As a poet, on a personal and societal level Higgins is fighting the battle that can’t be won, and he knows it. Nonetheless, this is his job and Kevin proceeds with courage and self-irony to expose hypocrisy in ourselves and our communities. In “Serial Killer Dies” we are once again reminded of the corrupt nature of any government and our suicidal tendency to let the psychopaths in power decide our destiny.
Many poignant lines from other poems will stick with the reader for long and will be widely quoted without doubt, such as “someone dies of politically necessary starvation”, or the tragically accurate commentary on the George Nkencho’s resonating case: “coming at Gardai with a chemical imbalance, / what some people are calling a machete / and a totally inappropriate post code…”.

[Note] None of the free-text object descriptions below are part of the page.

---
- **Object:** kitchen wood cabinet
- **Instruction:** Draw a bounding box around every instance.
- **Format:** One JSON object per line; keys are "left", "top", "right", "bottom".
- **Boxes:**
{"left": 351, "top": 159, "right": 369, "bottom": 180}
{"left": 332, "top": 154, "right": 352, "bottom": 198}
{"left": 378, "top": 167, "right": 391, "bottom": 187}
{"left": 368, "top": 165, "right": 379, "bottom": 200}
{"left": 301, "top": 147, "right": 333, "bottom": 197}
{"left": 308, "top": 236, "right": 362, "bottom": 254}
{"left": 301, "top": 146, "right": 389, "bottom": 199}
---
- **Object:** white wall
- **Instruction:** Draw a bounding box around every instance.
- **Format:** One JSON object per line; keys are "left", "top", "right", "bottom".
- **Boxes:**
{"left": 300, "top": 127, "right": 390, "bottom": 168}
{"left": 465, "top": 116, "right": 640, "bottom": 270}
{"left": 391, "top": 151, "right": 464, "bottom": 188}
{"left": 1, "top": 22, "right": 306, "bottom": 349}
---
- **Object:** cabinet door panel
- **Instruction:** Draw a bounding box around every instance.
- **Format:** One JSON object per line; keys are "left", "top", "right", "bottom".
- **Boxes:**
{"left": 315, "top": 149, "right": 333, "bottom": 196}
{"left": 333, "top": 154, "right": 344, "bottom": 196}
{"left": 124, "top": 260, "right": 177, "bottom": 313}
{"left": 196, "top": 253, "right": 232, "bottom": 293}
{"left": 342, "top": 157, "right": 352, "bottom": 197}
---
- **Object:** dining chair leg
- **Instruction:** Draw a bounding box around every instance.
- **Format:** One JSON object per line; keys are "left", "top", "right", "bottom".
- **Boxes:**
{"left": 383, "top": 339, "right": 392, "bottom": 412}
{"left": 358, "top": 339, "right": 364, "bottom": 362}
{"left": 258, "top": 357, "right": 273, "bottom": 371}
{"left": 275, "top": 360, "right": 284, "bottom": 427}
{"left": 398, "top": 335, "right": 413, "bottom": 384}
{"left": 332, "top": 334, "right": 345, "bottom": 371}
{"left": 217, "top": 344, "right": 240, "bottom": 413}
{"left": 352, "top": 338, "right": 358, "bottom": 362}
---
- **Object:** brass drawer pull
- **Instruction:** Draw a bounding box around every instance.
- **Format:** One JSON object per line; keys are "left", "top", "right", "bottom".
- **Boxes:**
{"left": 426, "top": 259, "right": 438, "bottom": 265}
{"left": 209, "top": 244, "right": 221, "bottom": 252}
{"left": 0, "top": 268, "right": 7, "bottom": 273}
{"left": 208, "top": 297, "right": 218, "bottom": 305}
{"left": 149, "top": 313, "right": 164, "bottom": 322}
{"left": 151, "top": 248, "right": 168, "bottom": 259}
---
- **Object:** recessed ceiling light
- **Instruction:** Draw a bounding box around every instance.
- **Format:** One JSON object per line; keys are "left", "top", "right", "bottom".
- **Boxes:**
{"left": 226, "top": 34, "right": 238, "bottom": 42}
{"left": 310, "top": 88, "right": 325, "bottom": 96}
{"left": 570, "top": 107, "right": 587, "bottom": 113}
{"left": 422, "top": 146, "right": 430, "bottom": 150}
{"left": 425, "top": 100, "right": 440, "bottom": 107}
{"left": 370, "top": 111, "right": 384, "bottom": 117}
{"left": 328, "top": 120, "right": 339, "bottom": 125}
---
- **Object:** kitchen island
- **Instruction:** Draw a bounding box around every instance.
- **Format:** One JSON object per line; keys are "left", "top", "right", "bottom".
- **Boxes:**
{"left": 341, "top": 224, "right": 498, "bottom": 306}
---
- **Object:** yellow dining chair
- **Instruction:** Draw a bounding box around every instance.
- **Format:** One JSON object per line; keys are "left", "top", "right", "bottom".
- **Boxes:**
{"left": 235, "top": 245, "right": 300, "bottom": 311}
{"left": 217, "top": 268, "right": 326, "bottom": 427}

For me, as a Russian-born Irish resident, who writes in English, “Ecstatic” offered consolation and understanding, as well as led me to acceptance of the familiar world crumbling down time and time again. I spent my childhood on Coventry Street in Volgograd (formerly Stalingrad), which is no longer twinned with the English city over the current Russian invasion of Ukraine.
Now that those links of solidarity are gone due to the psychotic unjustified actions of one man (and the criminal complicity of others), severing an 80-year connection of two hero cities heavily bombed during the second world war along with thousands of innocent Ukrainian lives, Kevin Higgins’ sixth collection emphasizes even more that there is so much in common between ordinary people of different nationalities and such an unthinkable abyss between us and the ruling class. The lies and agendas we are buying into, the false narratives and propaganda imposed on us are always a mass product, whereas “Truth is a paper-cut / no one but you knows is there.”